ADM recently introduced an agave-based sweetener


which has a sweetening potency 30% higher than sucrose. “With less input required to attain the same sweetness level, agave can aid both sugar and calorie reduction,” says Jeff. “Moreover, agave has a neutral sensory profile, provides binding and browning properties, and has good solubility, moisture retention and humectancy, enabling ease of use for bakers. It also has a low glycemic index.”


For alternatives to more traditional syrups, ADM suggests rice syrup or reduced sugar glucose syrup, both of which provide binding and viscosity properties similar to those of traditional syrups without sacrificing functionality, enabling formulation flexibility in various baked applications. Reduced sugar glucose syrup can also achieve 30% sugar reduction and, when combined with sweeteners such as stevia, allows bakers to reach even greater sugar reduction targets without sacrificing taste or functionality.
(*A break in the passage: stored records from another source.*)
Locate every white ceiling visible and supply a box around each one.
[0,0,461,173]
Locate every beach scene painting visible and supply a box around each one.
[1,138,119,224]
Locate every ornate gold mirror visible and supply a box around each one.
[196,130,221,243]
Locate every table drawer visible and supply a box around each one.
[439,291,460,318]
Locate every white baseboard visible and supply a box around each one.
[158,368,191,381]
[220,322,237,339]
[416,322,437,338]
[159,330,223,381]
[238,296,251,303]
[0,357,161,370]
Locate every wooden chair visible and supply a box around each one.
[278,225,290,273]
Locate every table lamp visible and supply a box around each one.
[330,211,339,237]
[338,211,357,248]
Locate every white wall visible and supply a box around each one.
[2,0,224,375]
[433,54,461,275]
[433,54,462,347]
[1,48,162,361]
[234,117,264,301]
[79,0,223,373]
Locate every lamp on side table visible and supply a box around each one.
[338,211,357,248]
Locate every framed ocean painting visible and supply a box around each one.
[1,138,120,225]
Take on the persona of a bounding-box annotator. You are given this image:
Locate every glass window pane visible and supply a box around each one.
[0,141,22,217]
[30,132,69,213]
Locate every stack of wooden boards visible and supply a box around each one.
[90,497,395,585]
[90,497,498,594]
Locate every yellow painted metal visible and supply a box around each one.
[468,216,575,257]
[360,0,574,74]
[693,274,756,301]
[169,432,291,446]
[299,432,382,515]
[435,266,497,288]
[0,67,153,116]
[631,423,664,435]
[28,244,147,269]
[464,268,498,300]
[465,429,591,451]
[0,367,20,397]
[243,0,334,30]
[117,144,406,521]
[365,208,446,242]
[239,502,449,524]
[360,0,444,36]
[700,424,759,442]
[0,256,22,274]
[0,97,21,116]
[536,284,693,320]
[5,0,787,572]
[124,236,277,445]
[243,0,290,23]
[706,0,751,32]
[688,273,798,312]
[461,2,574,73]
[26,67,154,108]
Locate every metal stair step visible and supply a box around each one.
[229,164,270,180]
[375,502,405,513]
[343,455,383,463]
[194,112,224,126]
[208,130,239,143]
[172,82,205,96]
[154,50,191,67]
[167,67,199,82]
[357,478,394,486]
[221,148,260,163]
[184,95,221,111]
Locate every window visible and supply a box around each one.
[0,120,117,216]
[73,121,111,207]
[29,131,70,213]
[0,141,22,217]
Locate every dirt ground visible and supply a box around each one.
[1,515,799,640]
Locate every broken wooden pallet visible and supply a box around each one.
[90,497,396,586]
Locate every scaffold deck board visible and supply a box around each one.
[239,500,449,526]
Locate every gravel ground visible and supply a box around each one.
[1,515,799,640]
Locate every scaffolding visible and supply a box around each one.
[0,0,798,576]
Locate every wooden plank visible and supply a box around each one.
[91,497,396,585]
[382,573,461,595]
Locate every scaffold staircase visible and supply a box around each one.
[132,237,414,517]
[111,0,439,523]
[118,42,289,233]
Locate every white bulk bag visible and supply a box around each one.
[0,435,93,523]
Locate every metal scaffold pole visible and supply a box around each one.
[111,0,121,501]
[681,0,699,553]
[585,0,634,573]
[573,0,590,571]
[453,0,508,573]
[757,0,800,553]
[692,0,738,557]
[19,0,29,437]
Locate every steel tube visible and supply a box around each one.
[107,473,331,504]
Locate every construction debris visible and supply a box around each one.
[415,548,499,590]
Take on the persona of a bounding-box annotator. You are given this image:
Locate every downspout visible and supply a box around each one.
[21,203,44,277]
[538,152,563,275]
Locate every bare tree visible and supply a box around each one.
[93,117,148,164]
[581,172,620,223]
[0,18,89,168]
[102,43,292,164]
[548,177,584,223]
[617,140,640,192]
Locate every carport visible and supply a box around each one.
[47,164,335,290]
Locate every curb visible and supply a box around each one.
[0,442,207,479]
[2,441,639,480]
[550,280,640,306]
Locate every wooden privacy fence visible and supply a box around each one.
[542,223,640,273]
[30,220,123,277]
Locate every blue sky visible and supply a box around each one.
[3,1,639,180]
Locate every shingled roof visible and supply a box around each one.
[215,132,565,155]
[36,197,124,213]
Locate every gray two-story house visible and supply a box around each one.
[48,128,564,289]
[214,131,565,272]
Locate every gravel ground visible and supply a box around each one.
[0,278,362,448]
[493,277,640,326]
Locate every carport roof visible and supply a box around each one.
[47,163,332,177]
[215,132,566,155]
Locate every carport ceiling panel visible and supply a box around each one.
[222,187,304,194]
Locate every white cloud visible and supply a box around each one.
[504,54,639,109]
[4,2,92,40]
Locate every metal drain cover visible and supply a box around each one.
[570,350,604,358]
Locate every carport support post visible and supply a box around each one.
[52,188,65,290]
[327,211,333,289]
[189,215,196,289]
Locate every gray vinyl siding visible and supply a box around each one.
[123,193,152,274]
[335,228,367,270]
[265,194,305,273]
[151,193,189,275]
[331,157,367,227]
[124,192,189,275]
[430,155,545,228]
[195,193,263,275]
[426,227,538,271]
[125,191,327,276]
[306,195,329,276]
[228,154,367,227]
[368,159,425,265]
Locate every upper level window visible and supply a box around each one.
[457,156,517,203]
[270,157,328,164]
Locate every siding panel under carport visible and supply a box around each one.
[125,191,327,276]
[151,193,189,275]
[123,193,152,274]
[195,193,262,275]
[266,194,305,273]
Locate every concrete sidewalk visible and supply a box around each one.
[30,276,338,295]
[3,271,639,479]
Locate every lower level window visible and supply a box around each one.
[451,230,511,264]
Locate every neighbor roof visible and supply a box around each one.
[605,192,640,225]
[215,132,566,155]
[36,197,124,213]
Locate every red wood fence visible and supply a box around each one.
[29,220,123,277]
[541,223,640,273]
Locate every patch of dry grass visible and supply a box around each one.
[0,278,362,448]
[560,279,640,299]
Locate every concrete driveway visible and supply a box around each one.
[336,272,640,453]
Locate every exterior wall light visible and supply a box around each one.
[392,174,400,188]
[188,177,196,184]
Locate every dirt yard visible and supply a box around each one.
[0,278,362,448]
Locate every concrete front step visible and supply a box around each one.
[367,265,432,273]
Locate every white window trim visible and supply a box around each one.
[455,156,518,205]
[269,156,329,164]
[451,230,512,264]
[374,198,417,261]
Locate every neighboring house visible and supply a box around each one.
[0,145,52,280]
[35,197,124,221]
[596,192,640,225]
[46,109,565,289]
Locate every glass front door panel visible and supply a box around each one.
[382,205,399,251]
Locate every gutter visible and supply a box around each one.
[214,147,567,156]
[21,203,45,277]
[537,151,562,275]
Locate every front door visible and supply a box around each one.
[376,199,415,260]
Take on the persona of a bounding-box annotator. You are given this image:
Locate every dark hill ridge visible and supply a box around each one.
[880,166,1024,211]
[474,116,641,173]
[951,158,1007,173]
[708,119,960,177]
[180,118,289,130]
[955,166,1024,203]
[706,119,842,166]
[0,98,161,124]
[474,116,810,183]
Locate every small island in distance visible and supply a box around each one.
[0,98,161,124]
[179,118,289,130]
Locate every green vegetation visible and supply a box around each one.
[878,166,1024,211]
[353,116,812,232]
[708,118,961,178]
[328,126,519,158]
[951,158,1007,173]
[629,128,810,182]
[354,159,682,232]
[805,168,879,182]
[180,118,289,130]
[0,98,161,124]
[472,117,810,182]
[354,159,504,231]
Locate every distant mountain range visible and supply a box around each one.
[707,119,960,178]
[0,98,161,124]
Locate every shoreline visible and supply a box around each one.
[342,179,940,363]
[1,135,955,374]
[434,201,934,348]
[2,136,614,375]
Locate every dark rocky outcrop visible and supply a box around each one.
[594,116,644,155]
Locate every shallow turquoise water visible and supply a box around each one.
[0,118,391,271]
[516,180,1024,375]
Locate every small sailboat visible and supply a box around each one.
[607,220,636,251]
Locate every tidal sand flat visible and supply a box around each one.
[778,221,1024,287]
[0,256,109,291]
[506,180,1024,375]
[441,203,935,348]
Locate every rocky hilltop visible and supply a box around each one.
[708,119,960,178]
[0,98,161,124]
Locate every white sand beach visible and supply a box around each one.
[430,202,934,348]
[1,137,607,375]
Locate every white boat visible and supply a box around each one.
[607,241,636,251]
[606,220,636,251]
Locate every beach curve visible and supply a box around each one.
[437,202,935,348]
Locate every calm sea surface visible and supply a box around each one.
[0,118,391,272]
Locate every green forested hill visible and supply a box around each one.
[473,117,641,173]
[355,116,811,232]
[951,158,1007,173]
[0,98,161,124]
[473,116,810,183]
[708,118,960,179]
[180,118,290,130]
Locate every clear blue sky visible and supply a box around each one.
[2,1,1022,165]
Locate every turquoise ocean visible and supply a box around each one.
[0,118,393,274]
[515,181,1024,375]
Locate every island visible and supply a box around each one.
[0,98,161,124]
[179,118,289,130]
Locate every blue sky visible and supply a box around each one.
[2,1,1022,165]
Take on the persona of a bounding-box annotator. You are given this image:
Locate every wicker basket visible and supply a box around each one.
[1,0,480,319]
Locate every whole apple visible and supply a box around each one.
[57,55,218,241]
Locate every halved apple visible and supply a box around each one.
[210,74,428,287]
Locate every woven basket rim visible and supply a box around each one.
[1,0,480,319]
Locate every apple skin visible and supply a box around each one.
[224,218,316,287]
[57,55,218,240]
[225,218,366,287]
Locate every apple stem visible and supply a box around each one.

Additionally,


ADM suggests that complementary


ingredients can make a useful addition in reduced sugar offerings, particularly those that have multiple positive attributes. For example, soluble dietary fibre can help meet consumer calls for added fibre, while also acting as a useful ingredient when reducing sugar, without affecting key sensory aspects. Its structural and binding qualities can help build back integrity that can be lost when sugar is reduced or removed completely from a recipe.


There can be no doubting that the move to lower-sugar bakery products is going to continue – consumers are demanding it and regulatory organisations will ensure that products not complying will be penalised by higher taxes, restricted promotional capabilities and more stringent labelling requirements. While reducing sugar in bakery products can pose challenges, there are also many solutions, so do communicate with your ingredients suppliers to see how they can help you keep one step ahead of legislation while continuing to delight consumers.